Frank C. Bohlander, former chief engineer of Westchester County, New York, and an ASCE life member who joined the Society in 1949, has died. He was 97.

Bohlander, P.E., L.S., F.ASCE, worked for the county for 18 years, the last 12 as public works commissioner. “The county is one place where you can conceive an idea, you can sell it, have it funded through the budget, design it, construct and maintain it, all yourself within your own bailiwick,” he once said. “To me, that's incredible, at least for an engineer or a public-works commissioner.”

He was a Navy veteran of World War II who had attended St. Lawrence and Union College before serving in the South Pacific on the USS Comstock and the USS Oak Hill until the war’s end. He then earned a civil engineering bachelor's degree from Clarkson College of Technology in Potsdam, New York, and began his public works career in 1968. He worked for the state of New York and the East Hudson Parkway Authority for 20 years before his time in Westchester.

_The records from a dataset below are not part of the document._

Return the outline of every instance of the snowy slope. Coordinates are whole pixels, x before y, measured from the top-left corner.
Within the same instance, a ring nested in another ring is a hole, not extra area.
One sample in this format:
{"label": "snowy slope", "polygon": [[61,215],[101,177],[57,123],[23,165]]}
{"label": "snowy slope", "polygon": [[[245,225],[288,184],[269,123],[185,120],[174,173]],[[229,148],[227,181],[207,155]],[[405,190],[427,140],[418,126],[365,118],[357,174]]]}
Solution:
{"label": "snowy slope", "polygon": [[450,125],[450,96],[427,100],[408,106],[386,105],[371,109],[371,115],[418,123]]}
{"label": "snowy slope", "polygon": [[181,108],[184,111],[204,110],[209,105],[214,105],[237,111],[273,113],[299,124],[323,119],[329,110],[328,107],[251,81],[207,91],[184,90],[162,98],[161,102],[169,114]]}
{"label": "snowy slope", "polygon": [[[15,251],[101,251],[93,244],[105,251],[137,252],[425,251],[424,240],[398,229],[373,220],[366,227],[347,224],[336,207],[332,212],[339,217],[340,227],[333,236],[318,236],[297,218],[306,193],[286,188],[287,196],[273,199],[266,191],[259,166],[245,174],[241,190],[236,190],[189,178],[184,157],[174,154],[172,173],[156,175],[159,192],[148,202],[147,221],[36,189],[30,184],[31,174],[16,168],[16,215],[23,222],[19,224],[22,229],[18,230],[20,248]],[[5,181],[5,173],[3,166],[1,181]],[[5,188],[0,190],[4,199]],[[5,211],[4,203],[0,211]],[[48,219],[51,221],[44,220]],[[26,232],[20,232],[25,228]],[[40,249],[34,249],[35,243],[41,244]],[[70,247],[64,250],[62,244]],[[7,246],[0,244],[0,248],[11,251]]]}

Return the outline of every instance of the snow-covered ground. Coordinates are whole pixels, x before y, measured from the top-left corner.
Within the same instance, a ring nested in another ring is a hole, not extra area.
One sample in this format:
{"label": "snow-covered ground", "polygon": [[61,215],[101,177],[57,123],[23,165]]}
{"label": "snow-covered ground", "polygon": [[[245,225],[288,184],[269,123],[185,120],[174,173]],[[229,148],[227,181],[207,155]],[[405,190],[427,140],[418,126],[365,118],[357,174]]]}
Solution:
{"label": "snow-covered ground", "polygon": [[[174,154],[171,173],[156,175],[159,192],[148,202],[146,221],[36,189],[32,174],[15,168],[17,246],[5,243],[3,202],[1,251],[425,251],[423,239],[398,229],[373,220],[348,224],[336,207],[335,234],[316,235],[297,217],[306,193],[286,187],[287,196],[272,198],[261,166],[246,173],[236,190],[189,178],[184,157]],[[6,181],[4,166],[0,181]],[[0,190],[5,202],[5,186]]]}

Bohlander once turned down what he called a “lucrative position” in Manhattan to remain in Westchester among people he knew and liked. But as commissioner, he could be frustrated by politics that scuttled countless projects and was even hospitalized once with stress-related chest pains. “The system doesn't frustrate me,” he once told The New York Times. “It's individual pettiness that sometimes gets to me. Lack of courage, shall we say, by political people to take a stand when we all know something should be done.”

Aside from ASCE, he kept active in other professional societies as well. Well-respected by his peers, he was honored with many awards. His two sons are civil engineers, as are two of his grandsons.